Sunday, November 30, 2008

WHEN I WAS A COMMANDO FOR A DAY....


This incident took place when I was in class I...a tender and impressionable age...when I was just starting to be introduced to the infinite world of cricket :), when my hair was just starting to develop spikes of their own, when my heart used to regularly beat loudly on seeing cute girls and when I became conscious of my weight and my fat butt (I was chubby back then :) )

I was the great chief of the playground in front of my house...My loyal subjects included children from the neighboring colonies and the trees that lined the playground... On a lazy Sunday I decided to hold an important meeting with all my ministers. The point which was being discussed was of prime importance.
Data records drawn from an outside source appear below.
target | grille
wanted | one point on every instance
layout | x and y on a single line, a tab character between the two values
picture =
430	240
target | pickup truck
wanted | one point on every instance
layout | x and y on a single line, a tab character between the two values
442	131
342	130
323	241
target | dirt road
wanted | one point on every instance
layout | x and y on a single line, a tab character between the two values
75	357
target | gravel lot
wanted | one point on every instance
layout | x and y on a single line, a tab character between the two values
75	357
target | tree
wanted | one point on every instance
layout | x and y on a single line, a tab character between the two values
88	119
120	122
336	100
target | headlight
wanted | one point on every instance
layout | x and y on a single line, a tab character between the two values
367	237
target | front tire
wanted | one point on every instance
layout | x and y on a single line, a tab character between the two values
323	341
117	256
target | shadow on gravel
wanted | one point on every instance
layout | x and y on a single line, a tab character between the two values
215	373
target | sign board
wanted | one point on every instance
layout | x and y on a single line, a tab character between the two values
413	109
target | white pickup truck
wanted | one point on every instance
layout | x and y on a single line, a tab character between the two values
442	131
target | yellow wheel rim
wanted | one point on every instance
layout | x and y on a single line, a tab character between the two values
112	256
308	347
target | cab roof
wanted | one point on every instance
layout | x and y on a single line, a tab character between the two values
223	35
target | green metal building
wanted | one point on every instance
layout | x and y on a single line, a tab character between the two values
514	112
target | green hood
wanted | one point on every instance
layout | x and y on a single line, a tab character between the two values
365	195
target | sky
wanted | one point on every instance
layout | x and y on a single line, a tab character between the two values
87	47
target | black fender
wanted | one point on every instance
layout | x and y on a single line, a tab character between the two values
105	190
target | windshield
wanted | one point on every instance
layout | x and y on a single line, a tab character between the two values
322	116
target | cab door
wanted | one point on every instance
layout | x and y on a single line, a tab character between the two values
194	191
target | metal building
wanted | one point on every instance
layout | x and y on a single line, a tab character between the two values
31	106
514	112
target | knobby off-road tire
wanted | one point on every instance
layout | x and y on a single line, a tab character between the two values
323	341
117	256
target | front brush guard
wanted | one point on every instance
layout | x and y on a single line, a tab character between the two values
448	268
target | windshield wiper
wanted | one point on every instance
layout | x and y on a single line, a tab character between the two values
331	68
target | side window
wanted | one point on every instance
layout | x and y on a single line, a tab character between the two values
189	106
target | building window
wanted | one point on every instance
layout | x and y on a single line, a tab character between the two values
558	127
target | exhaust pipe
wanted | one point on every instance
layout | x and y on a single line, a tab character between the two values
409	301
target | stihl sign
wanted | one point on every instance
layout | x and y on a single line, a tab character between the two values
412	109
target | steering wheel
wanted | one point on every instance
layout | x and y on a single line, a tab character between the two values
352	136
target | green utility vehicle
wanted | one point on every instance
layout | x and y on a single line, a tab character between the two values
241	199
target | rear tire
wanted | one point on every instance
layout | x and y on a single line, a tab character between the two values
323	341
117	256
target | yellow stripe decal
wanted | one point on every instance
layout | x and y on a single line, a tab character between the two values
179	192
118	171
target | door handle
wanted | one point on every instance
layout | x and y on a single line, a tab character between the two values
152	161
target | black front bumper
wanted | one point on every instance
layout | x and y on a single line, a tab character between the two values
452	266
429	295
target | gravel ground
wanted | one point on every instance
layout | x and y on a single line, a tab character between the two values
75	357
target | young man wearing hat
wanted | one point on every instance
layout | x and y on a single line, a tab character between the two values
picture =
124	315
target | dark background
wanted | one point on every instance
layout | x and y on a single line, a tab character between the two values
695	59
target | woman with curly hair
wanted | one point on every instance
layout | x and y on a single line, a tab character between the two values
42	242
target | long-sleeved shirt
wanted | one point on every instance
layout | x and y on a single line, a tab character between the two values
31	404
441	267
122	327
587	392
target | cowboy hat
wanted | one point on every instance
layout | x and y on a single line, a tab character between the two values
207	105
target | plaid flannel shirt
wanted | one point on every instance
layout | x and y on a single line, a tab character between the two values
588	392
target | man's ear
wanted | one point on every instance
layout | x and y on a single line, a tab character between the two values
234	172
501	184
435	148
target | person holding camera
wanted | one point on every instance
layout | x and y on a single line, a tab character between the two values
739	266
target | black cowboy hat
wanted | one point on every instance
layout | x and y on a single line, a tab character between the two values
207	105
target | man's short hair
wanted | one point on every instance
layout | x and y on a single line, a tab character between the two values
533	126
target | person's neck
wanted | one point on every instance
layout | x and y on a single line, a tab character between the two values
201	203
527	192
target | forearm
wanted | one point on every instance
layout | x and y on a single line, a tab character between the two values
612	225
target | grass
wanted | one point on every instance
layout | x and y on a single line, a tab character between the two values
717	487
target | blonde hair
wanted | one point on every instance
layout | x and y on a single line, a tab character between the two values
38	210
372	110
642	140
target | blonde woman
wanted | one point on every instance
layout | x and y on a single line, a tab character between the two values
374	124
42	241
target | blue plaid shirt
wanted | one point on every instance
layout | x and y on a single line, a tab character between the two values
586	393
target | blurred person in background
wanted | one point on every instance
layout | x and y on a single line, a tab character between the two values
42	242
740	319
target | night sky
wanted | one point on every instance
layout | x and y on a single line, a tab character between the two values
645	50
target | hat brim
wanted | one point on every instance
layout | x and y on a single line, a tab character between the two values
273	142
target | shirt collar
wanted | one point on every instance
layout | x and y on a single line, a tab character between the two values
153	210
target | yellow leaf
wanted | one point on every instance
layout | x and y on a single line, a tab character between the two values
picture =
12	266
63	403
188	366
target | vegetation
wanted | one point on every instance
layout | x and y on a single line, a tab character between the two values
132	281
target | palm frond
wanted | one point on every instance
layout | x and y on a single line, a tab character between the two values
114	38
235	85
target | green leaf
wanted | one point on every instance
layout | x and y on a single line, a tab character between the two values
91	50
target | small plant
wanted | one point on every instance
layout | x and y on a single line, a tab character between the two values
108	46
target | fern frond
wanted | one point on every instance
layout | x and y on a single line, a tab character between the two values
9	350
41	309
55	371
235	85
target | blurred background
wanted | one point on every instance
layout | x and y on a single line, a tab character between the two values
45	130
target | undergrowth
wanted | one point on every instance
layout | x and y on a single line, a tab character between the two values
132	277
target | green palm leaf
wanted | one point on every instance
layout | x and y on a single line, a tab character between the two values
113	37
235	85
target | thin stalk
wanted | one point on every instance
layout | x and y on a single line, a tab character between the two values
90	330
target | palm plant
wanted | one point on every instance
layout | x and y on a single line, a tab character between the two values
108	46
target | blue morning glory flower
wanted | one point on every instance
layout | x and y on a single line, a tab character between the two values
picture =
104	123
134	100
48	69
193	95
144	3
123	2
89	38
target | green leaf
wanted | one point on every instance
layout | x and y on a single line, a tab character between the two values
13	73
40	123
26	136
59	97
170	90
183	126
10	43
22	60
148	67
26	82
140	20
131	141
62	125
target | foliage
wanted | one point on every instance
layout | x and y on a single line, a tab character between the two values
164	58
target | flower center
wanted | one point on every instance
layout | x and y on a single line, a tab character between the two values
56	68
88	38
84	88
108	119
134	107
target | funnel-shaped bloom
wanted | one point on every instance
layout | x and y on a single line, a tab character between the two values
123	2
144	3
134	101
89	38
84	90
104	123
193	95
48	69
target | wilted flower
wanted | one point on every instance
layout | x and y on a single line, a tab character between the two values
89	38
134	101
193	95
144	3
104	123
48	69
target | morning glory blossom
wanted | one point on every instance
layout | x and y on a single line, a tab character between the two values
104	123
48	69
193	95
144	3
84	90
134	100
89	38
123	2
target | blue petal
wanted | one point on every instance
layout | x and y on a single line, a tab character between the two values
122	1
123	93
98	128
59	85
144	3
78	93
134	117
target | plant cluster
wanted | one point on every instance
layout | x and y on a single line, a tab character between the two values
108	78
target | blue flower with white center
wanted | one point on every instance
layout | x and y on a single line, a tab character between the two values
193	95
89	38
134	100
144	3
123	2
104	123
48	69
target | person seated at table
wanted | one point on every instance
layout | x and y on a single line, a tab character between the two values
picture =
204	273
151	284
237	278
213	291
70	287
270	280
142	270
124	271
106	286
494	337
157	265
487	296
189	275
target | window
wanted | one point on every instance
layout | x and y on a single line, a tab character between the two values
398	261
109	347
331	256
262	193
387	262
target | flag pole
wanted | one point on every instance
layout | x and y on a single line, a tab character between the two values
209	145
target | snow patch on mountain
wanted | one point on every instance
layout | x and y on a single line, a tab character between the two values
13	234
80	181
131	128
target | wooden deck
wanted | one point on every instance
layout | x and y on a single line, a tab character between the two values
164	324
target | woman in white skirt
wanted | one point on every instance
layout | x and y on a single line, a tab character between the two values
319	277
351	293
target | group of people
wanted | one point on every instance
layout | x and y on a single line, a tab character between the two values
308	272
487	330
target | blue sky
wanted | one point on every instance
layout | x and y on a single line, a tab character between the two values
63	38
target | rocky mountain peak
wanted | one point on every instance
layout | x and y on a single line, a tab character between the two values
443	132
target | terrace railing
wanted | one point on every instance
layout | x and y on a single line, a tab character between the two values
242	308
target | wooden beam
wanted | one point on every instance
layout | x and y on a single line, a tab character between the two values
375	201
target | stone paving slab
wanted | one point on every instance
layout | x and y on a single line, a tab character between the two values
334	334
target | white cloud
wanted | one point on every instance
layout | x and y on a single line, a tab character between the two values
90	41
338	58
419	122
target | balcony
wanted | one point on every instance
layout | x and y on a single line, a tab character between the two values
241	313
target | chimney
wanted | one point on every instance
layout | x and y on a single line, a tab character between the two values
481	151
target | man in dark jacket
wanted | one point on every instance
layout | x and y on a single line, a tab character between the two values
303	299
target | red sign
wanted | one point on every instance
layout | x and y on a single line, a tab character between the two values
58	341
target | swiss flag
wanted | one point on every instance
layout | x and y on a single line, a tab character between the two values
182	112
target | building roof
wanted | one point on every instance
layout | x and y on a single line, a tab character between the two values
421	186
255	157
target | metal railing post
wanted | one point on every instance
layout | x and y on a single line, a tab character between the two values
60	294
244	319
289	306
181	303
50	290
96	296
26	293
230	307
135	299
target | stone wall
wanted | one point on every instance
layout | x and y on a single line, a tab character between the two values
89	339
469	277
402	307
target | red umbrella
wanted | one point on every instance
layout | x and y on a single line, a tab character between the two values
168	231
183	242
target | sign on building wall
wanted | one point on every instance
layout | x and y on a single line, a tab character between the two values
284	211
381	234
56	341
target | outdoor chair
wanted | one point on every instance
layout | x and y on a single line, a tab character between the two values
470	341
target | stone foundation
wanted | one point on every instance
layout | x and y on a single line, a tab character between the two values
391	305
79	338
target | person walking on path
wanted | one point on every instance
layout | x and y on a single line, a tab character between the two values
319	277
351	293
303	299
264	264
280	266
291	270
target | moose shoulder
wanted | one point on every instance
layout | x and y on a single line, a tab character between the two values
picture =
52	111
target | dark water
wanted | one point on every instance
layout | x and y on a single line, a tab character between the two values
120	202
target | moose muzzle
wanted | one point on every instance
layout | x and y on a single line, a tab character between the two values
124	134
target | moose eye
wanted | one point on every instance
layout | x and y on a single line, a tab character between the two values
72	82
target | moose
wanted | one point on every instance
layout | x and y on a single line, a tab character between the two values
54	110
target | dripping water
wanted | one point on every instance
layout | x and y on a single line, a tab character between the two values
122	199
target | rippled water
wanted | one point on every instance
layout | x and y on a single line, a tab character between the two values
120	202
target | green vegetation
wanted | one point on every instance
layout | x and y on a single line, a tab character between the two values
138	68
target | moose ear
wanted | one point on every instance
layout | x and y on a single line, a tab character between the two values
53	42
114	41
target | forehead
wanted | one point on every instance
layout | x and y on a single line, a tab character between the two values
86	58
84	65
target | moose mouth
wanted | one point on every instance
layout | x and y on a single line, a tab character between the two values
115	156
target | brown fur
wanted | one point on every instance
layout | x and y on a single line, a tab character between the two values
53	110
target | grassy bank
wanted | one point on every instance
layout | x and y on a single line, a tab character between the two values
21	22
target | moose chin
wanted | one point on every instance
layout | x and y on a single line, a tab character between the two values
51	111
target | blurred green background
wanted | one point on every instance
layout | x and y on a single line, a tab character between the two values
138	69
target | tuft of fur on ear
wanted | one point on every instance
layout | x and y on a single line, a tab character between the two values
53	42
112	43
There was this peanut seller who used to encroach our playing area before we used reach the park at 4pm... The exact motive of this peanut seller was never quite clear... Maybe he was a CEO fed up with life and the peanut package he was getting...Maybe he was a terrorist who was setting up a control room admist the trees so that he could attack us at a crucial juncture and take over the vast kingdom over which we ruled.....

The next day, we decided to put our plan to the practice test...With perfect commando like training we swooped down the playground slide and ran a short distance across and scaled the huge banyan tree under which some seniors were playing cricket....I imagined myself to be one of the elite commandos belonging to the MARCOS group and grappling one of the tree vines, I tried to execute a perfect rope rappel from the chopper (the banyan tree) onto enemy territory below....Alas..as soon as my feet hit the ground below....an explosion blew me of my feet...

Unfortunately one of the seniors playing cricket swung his bat towards me accidentally and it caught me flush in the mouth....I still remember kneeling over, my mouth a bloody mess...all my front milk teeth gone and shouting "mission aborted.....the terrorists have got me !!!!" before collapsing in a heap and sacrificing myself to become an immortal martyr on my school land.


My friends, solemnly carried me on their shoulders to the school hospital and gave me a 21 lollipop salute before leaving. The rest of the story is quite funny because the dentist told to have as much ice cream and cold drinks as possible to stimulate the numbed area in my mouth and within 5 months I grew back my teeth...But the incident taught me to respect the commandos who put their duty before their lives.... I salute the commandos who saved the day for all of us and pay a tribute to those who put down their lives while fighting for our motherland.